Colomar Mercedes, Cafferata Maria Luisa, Aleman Alicia, Castellano Graciela, Elorrio Ezequiel Garcia, Althabe Fernando, Engelbrecht Susheela
Montevideo Clinical and Epidemiological Research Unit, UNICEM, Hosp Clinicas, Av Italia s/n, Montevideo, Uruguay,
Matern Child Health J. 2014 Dec;18(10):2382-92. doi: 10.1007/s10995-014-1478-z.
To explore attitudes of physicians attending births in the public and private sectors and at the managerial level toward cesarean birth in Nicaragua. A qualitative study was conducted consisting of four focus groups with 17 physicians and nine in-depth interviews with decision-makers. Although study participants listed many advantages of vaginal birth and disadvantages of cesarean birth, they perceived that the increase in the cesarean birth rate in Nicaragua has resulted in a reduction in perinatal morbidity and mortality. They ascribed high cesarean birth rates to a web of interrelated provider, patient, and health system factors. They identified five actions that would facilitate a reduction in the number of unnecessary cesarean operations: establishing standards and protocols; preparing women and their families for labor and childbirth; incorporating cesarean birth rate monitoring and audit systems into quality assurance activities at the facility level; strengthening the movement to humanize birth; and promoting community-based interventions to educate women and families about the benefits of vaginal birth. Study participants believe that by performing cesarean operations they are providing the best quality of care feasible within their context. They do not perceive problems with their current practice. The identified causes of unnecessary cesarean operations in Nicaragua are multifactorial, so it appears that a multi-layered strategy is needed to safely reduce cesarean birth rates. The recent Nicaraguan Ministry of Health guidance to promote parto humanizado ("humanization of childbirth") could serve as the basis for a collaborative effort among health care professionals, government, and consumer advocates to reduce the number of unnecessary cesarean births in Nicaragua.

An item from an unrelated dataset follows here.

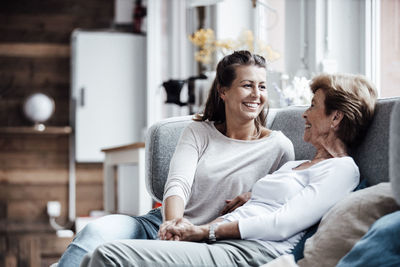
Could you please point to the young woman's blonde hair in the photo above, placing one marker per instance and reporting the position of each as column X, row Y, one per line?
column 226, row 73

为探究尼加拉瓜公共部门、私营部门及管理层中参与接生的医生对剖宫产的态度。开展了一项定性研究,包括与17名医生进行的4次焦点小组讨论以及与决策者进行的9次深度访谈。尽管研究参与者列举了顺产的诸多优点和剖宫产的缺点,但他们认为尼加拉瓜剖宫产率的上升已使围产期发病率和死亡率有所降低。他们将高剖宫产率归因于一系列相互关联的医疗服务提供者、患者及卫生系统因素。他们确定了五项有助于减少不必要剖宫产手术数量的行动:制定标准和规程;让妇女及其家人为分娩做好准备;将剖宫产率监测和审核系统纳入医疗机构层面的质量保证活动;加强人性化分娩运动;以及推动基于社区的干预措施,向妇女和家庭宣传顺产的益处。研究参与者认为,通过实施剖宫产手术,他们正在其所处环境中提供可行的最佳医疗服务质量。他们并未意识到其当前做法存在问题。尼加拉瓜不必要剖宫产手术的确定原因是多方面的,因此似乎需要采取多层次策略来安全降低剖宫产率。尼加拉瓜卫生部近期关于促进“人性化分娩”的指导意见可成为医疗保健专业人员、政府及消费者倡导者共同努力减少尼加拉瓜不必要剖宫产数量的基础。